I have a large PDF file containing a map. The PDF file was probably generated with AutoCAD.

The image consists of a coloured raster map, and a vector with lines on top of the map. (Street lines etc.)

I need to work with the raster and the vector separately. When I import it into Photoshop, it only sees one layer. When I select the layers tab on Adobe PDF Reader, it also shows only one layer. But I am sure there are multiple layers, because when it renders the file, it first draws out the map in the background, and only after starts drawing the vector on top. If I am fast enough, I can actually use "print screen" to save the background raster. I need a more reliable method to extract that image, and also the vector.

Can I use some open-source tool like Ghostscript to split up the pdf into its essential parts like text, raster, and vector data? And then put them all in a folder?

Community · Accepted Answer · 2020-06-12 13:48:39Z

I've found one manual solution using Inkscape, am looking around for ways to automate it.
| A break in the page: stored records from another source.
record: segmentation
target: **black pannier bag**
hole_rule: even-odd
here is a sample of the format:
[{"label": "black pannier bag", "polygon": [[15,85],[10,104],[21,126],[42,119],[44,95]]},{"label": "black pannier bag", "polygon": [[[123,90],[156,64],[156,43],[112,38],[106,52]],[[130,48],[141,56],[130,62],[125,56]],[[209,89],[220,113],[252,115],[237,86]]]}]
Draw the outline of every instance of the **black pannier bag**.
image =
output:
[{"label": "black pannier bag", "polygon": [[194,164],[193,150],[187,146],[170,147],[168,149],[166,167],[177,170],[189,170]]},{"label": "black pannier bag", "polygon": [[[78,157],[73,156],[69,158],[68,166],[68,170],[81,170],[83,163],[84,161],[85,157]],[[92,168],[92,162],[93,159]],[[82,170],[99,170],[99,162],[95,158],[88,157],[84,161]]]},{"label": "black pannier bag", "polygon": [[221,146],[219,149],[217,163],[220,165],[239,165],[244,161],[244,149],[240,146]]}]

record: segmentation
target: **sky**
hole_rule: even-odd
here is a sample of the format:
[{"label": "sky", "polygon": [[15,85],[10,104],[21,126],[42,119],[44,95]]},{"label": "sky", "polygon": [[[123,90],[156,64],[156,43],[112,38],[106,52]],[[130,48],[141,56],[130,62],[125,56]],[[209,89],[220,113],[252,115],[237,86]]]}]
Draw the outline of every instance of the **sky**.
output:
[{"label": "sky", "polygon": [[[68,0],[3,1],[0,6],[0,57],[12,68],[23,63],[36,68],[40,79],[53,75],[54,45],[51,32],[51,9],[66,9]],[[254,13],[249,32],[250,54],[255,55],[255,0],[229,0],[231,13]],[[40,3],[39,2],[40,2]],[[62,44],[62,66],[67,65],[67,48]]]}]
Open the PDF in Inkscape (I too had a map like yours). Go with the default import settings.
Menu > Object > Objects . (and not Layers)
It opens an objects panel. This is just like layers. We can click on the left columns to toggle visibility, lock it, etc.
There's one item there, but it has an arrow indicating there might be more. I click that, and it expands to show several sub-items.
As I click on each one, on the image the different objects get selected. On toggling visibility (closing the eye), each object disappears from the image.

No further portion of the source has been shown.